Контингент был непростой. Дети, росшие в войну: много сирот и беспризорников. Выделялись явные переростки, которые не скрывали, что цель ухода на флот для них – подальше скрыться от милиции. Ходила такая шутка: ребенок спрашивает: «Мама, где мой папа? – Твой папа, сынок, в школе юнг». Были, конечно, воспитанники фронтовых частей, с боевыми наградами (держались обособленно и на первых порах — надменно).

Перед отправкой в Кронштадт несколько дней и ночей провели в экипаже. Здесь произошла встреча с потоком демобилизующихся — матросов и старшин Балтийского флота. Это были люди, прослужившие в вооруженных силах по 7-8 лет. От них слышали одно: «…Ну куда вас несет?.. Домой, домой идите, к мамашам, или вы с ума спятили!?..» Но, чем суровей становилась действительность, тем больше у этих парней прибывало решимости преодолеть трудности. Проситься домой считалось позором.

Переход в Кронштадт на старом-престаром пароходе занял 3 или 4 часа (скоростных средств еще не существовало). Размещалась Школа юнг в старинном здании, имевшем на крыше 44 трубы, и прозванном в народе «Сорокачетырехтрубный крейсер». Кронштадтцы наверняка знают его. Тогда это была неприветливая кирпичная громада, кажется, даже без стекол в окнах. Обустройство и ремонт здания должны были производить сами юнги.

Между тем, материальная часть и преподаватели еще не прибыли с Севера. Воспитанники оказались на несколько недель предоставлены самим себе.

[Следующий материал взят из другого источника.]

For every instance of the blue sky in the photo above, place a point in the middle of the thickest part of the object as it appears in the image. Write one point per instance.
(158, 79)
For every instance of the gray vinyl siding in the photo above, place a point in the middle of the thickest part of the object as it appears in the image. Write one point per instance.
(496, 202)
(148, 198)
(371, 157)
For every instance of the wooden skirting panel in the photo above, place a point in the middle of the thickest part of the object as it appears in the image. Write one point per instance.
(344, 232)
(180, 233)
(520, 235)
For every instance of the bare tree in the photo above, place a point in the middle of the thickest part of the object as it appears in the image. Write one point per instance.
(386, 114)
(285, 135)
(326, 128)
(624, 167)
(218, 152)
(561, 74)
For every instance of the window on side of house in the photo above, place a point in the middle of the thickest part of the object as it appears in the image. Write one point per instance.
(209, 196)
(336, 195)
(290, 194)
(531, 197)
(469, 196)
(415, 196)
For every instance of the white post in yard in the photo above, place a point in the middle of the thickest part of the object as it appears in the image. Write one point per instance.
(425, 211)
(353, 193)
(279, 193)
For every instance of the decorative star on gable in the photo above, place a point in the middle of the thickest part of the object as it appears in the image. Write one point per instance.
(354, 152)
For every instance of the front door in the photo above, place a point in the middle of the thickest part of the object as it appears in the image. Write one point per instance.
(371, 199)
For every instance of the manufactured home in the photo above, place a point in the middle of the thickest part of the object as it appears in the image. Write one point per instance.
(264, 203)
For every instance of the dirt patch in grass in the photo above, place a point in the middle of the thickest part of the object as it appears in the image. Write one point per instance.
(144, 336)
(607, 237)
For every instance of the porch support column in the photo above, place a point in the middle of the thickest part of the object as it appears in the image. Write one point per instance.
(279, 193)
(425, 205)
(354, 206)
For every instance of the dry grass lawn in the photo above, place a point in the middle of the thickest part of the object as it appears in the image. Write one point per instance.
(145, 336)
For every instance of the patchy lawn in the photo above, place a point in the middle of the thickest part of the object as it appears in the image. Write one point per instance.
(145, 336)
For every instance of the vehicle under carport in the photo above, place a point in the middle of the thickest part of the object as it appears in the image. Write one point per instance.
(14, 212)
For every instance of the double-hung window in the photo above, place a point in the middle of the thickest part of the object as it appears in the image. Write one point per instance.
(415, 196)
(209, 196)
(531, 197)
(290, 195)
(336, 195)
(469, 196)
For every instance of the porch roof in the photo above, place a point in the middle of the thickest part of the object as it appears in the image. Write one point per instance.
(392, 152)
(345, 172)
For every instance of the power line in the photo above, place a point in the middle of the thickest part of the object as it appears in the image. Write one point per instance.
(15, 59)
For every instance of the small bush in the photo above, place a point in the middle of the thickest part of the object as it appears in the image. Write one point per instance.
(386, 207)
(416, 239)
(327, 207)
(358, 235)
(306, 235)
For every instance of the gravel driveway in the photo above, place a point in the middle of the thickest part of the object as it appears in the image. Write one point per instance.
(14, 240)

По-моему, присматривать за ним было временно поручено кронштадтскому учебному отряду. (Я часто пишу «кажется», «по-моему», так как рассказы отца слушал в разное время, некоторые вообще ребенком, и могу в чем-то ошибаться).

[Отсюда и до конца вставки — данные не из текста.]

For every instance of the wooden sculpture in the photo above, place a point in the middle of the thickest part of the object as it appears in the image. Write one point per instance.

Не знаю, как проходило первое одевание их в морскую форму. Но про первый завтрак отец рассказывал. Всех поразили чай с сахарным песком и белый хлеб с маслом. В 1945 году это было невиданно. Свои знаменитые бескозырки с бантиком юнги, естественно, ненавидели и для подходящих случаев раздобывали себе настоящие. Так, в свой первый трехдневный отпуск в Ленинград отец ехал с гордой надписью на ленте: «Торпедные катера КБФ».

Возможно, что весьма приличная (хотя и казенная) одежда, питание и отдельная койка давали им некоторое преимущество над сверстниками с гражданки. Потому что избавляли от мира очередей, карточек, перешивания родительских вещей и других неудобств послевоенного быта.

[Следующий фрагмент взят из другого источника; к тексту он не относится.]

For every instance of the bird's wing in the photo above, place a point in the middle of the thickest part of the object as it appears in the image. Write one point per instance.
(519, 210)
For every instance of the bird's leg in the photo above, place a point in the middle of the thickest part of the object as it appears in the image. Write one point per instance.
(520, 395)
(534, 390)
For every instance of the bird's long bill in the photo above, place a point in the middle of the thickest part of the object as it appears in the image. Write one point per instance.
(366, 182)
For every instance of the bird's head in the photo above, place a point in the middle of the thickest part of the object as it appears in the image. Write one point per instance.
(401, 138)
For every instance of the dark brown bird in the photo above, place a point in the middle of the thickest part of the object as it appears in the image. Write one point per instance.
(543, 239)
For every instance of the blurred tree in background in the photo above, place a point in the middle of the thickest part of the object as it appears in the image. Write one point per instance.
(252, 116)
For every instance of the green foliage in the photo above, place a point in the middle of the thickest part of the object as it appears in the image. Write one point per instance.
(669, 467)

Впрочем, отдельной койки предстояло еще дождаться. Первые недели ночевали на полу — на каких-то тюфяках, и страдали от холода. Пилы и топоры юнгам предоставили, но дров для печей не оказалось. Тогда был предпринят ночной самовольный поход на пустырь, где разобрали стоящие без присмотра сараи. Происшествие как-то замяли, но и начальство в дальнейшем озаботилось снабжением юнг дровами.

До прибытия преподавателей и воспитателей между воспитанниками развивались известные отношения, свойственные уголовной среде. Началось это еще в экипаже. Например, вошло в моду ночью делать кому-нибудь «велосипед». Это жестокая «шутка» уголовников — когда спящему между пальцев ног вкладывают листки бумаги и поджигают. Человек начинает перебирать ногами, как при езде на велосипеде, – отсюда и название.

Случались драки, причем стенка на стенку. Появились «авторитеты».

Когда офицерский и старшинский состав школы прибыл, этому был положен конец. И вот каким способом. Уголовники выявлялись опытным глазом, отводились в укромное место, где жестоко избивались кулаками старшин-воспитателей. Потом ходили с побитыми мордами. В несколько дней порядок был восстановлен.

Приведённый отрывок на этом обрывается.